Y en esto volvió la actividad económica. Mientras nos prohiben desplazamientos y reuniones, y nos limitan los templos a los días laborales, el gobierno ha permitido la apertura de la maquila, que emplea en nuestra zona a casi doscientas mil personas, pero a la que no parecen exigírseles medidas de bioseguridad para sus trabajadores y trabajadoras. En un país donde la mitad de la población está en pobreza, donde el paro es altísimo y en muchos hogares ha llegado el hambre por las limitaciones del estado de alarma, la apertura de la maquila es mirada como un arma de doble filo. De un lado las familias van a poder recibir ingresos a cambio de un trabajo precario que emplea a personas desde las 6 de la mañana hasta las 7 de la tarde, si bien los ingresos a penas darán para cubrir deudas y comprar alimentos, pero es preferible a depender de una caridad institucional que no siempre llega. Por otro lado, las condiciones de desplazamiento al trabajo, y aún dentro de la propia maquila, facilitan contagios por aglomeraciones que el hidrogel y la mascarilla no van a poder evitar.
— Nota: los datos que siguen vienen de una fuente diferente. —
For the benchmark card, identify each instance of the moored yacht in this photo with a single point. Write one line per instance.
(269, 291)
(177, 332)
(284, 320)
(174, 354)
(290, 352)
¿Qué es la normalidad? ¿Un trabajo esclavo que puede costar la salud, y con ello la vida, cuya alternativa es padecer hambre y, con ello, también arriesgar la propia vida? ¿Depender de las ganancias económicas de grandes corporaciones y empresas sin que la aportación del trabajo garantice a las clases trabajadoras una vida digna? Cuando un sistema depende tanto de la economía que no duda en sacrificar la salud por complacerla, es un sistema injusto, y esa injusticia no puede convertirse en normalidad, o volver a serlo, porque necesitamos como humanidad una forma de funcionar que no ponga vidas humanas en menor valor que las ganancias de unos pocos. 

Un compañero cura me decía que vivimos en la religión falsa del dinero, y que su ídolo de oro requiere sacrificios y sangre, como se ven en los conflictos por materias primas y energía, o se evidencia en estos momentos en los que la salud de una gran parte de la población está subyugada al beneficio empresarial, algo que también se ve en que las vidas humanas puedan hundirse en el Mediterráneo sin ser rescatadas, pero la banca sí sea rescatada porque se requiere para que siga adelante el sistema. El tiempo nos mostrará hasta dónde llegaremos con esta locura colectiva y, también, la historia evaluará qué cabe salvar de una época en la que se prefiere volver a la normalidad que garantizar la salud universal. Por mi parte, seguiré defendiendo que cualquier vida humana vale más que todo el beneficio económico que se pueda ganar con su pérdida (deseada o colateral). Se avecinan tiempos difíciles, intentaré dar el bien que este sistema no nos está dando.